Can Gift Ngoepe Contribute to the Pirates?

By Jason Shetler

p/c: mlb.com

p/c: mlb.com

While the Pirates signings of Rinku Singh and Danish Patel from India in 2008 generated a ton of media buzz, another signee that year who didn’t receive as much attention was Gift Ngoepe. The Pirates signing of Ngoepe made him the first ever black South African player to sign a professional baseball contract. Although he had some baseball experience prior to signing, unlike Singh and Patel, Ngoepe was also considered a long shot to make the big leagues.

Fast forward to last year. Ngoepe began the 2015 season with AA Altoona. He was then promoted to AAA Indianapolis in late June. Combined with the two affiliates, Ngoepe had a .333 on base percentage along with a decent walk rate of 8.5% in 92 games. Over the last few years, most publications have considered Ngoepe the best defensive infielder in the Pirates system. Getting to watch him during the WBC qualifier for South Africa, his defensive abilities were certainly on display. With just one level away, can Ngoepe contribute to the Pirates at some point?

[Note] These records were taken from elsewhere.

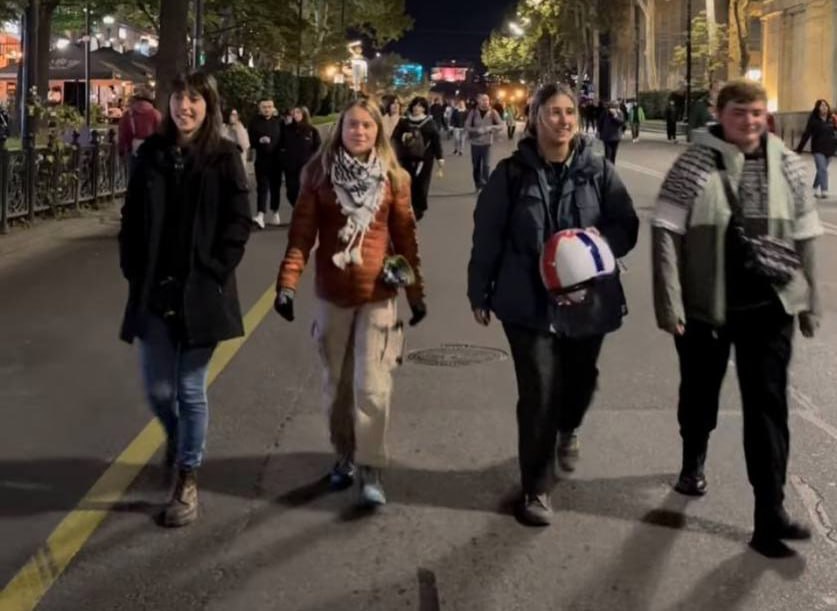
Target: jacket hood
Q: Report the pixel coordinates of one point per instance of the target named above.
(527, 153)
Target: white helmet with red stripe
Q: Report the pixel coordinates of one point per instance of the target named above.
(574, 258)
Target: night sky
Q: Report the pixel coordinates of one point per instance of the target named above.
(449, 29)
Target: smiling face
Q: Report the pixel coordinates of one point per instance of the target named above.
(188, 111)
(744, 123)
(558, 121)
(359, 132)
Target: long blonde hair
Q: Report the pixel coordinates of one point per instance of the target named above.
(318, 170)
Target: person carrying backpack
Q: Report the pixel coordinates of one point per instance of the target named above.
(417, 144)
(482, 123)
(140, 121)
(553, 182)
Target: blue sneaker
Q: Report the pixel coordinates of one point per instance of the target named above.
(342, 475)
(372, 491)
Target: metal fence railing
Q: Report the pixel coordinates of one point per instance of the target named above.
(44, 178)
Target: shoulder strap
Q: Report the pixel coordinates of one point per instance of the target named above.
(732, 197)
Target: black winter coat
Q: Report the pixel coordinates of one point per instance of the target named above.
(211, 311)
(299, 143)
(267, 153)
(512, 223)
(822, 135)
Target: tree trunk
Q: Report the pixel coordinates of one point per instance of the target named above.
(173, 54)
(739, 9)
(648, 8)
(44, 38)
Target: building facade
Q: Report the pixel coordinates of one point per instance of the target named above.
(799, 53)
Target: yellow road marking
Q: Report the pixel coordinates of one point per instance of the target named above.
(32, 582)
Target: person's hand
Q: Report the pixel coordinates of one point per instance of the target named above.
(419, 310)
(482, 316)
(677, 330)
(809, 323)
(284, 304)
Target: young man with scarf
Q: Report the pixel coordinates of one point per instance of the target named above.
(355, 200)
(737, 192)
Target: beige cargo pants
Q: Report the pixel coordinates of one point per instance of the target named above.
(359, 348)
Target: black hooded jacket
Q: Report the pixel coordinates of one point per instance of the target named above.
(516, 215)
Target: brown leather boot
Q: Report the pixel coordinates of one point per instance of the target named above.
(182, 509)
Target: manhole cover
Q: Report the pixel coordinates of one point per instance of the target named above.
(456, 355)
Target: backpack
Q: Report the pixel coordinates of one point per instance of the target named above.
(413, 144)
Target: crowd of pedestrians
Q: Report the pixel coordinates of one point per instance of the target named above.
(733, 266)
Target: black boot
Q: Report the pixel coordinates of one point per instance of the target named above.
(773, 526)
(692, 481)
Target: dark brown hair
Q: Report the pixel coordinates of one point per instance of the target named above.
(740, 92)
(209, 136)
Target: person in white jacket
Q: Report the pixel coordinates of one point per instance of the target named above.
(235, 131)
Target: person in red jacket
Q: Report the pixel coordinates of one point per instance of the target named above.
(355, 202)
(140, 121)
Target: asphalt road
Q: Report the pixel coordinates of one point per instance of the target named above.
(270, 537)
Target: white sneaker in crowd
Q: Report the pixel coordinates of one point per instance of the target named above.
(259, 220)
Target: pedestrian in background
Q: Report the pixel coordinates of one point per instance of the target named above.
(637, 115)
(300, 141)
(235, 132)
(555, 346)
(718, 283)
(392, 114)
(265, 135)
(355, 203)
(671, 121)
(417, 145)
(482, 123)
(611, 128)
(820, 131)
(139, 122)
(185, 222)
(457, 121)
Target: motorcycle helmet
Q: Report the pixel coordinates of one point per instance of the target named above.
(573, 259)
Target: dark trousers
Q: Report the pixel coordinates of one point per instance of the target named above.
(610, 150)
(762, 338)
(556, 378)
(293, 175)
(268, 183)
(481, 160)
(420, 174)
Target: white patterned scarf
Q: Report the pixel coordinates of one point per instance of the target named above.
(359, 186)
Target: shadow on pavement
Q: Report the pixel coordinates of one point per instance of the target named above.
(28, 487)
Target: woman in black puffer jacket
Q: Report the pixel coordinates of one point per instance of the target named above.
(820, 130)
(300, 141)
(553, 182)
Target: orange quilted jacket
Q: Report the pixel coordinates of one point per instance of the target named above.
(317, 215)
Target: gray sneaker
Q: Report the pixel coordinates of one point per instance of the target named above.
(372, 490)
(536, 509)
(568, 451)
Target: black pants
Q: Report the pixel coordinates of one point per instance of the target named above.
(610, 150)
(268, 182)
(556, 378)
(293, 174)
(762, 338)
(420, 174)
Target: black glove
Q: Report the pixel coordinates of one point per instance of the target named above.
(284, 304)
(419, 310)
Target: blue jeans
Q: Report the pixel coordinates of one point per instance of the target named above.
(175, 384)
(821, 178)
(481, 160)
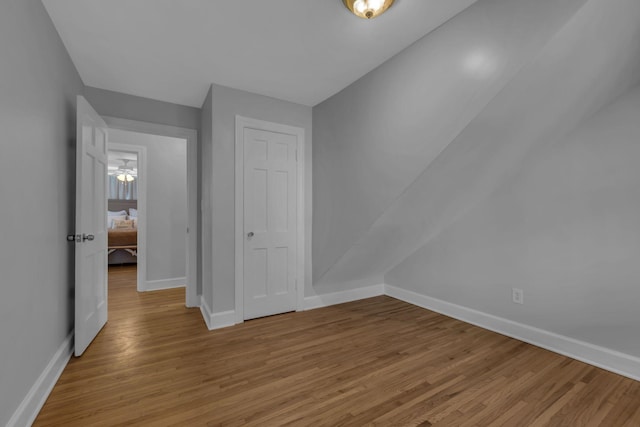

The complicated matter regarding Ngoepe is that he’s not a legitimate prospect, especially now that he’s 26. Plus, the Pirates have a few infield prospects that are much better with of course Alen Hanson, as well as Adam Frazier and Max Moroff, both of whom really broke out last season with Altoona. While Ngoepe doesn’t have exceptional offensive numbers, he does a decent job of getting on base, particularly with the free pass. Back in 2012 with High A Bradenton, he stole 22 bases, so he does have above average speed, and as mentioned, he plays solid defense. It’s not out of the realm of possibility that Ngoepe could find himself as a September call up for the Pirates this season, mainly to be used in pinch-run situations. Unless injuries start to occur with the infielders, then Ngoepe could get his shot off the bench in different scenarios. Ultimately, the Pirates could either hang onto him for AAA depth purposes or perhaps he could end up with another organization for more of a fair opportunity.